Sin embargo, don Alejandro Castillo, jefe de la unidad canina, contó que los perritos tienen que pasar por un periodo de entrenamiento y a veces en el camino se dan cuenta de que no van a poder seguir, tal y como le pasó Daina. Incluso dice que a veces terminan el entrenamiento y en la practica no lo logran.

Castillo explicó que conforme avanzaba el entrenamiento, Daina no podía cumplir con algunos de los ejercicios y no lograba seguir las indicaciones que le daba el entrenador, es decir, se ponía desobediente y distraída.

“No tuvo la capacidad cognitiva para poder superar los diferentes ejercicios que se le presentaban, debido a un bajo desarrollo del impulso genético de entrenabilidad”, explicó Castillo.

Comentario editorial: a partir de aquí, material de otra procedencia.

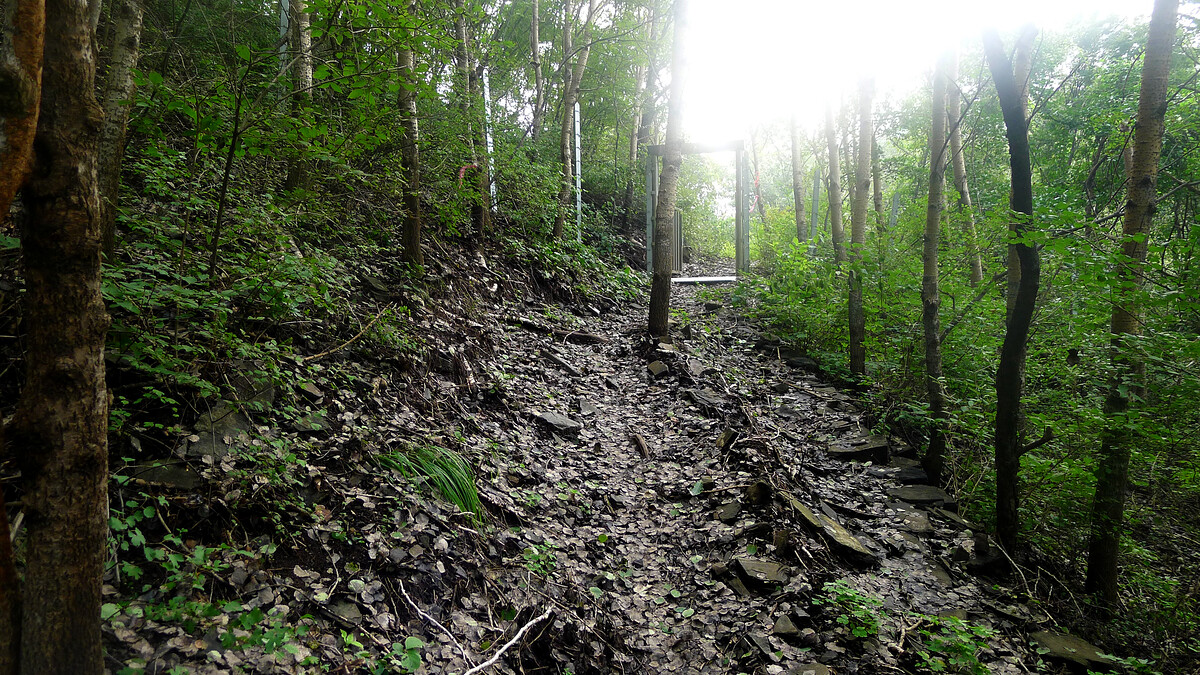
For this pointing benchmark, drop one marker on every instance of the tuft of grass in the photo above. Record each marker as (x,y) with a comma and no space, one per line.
(447,471)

La perrita iba a ser la primera zaguatica en bretear en el OIJ, y a ella la iban a poner en hidrocarburos.

La peludita tenía cuatro meses cuando llegó solita a la Unidad Canina, en febrero pasado. Aparentemente fue abandonada en la misma morgue de San Joaquín.

Uno de los guardas la encontró y pensó que uno de los perros policías se había escapado, por lo que le avisó a Castillo, quien al verla se dio cuenta que tenía varias características físicas de los perros de cacería y decidió empezar a probarla.

Cuando ella se integró al grupo de canes demostró su potencial pues no se intimidó con los ladridos de los nuevos compas de brete.

Durante los casi seis meses que Daina estuvo en la Unidad, fue bien consentida, pero ahora vive en casa de un funcionario judicial que la adoptó y le da muchísimo cariño.

Los perros policías son “activos” del Estado, por lo que cuando los pensionan o los dan de baja deben ser adoptados por empleados judiciales, esto para evitar que los abandonen.

La persona que los adopta asume la responsabilidad de cuidarlos y si incumple le pueden abrir una investigación.

En la Unidad trabajan 14 perros especializados en drogas, hidrocarburos, restos humanos y sangre, indicios balísticos y armas de fuego.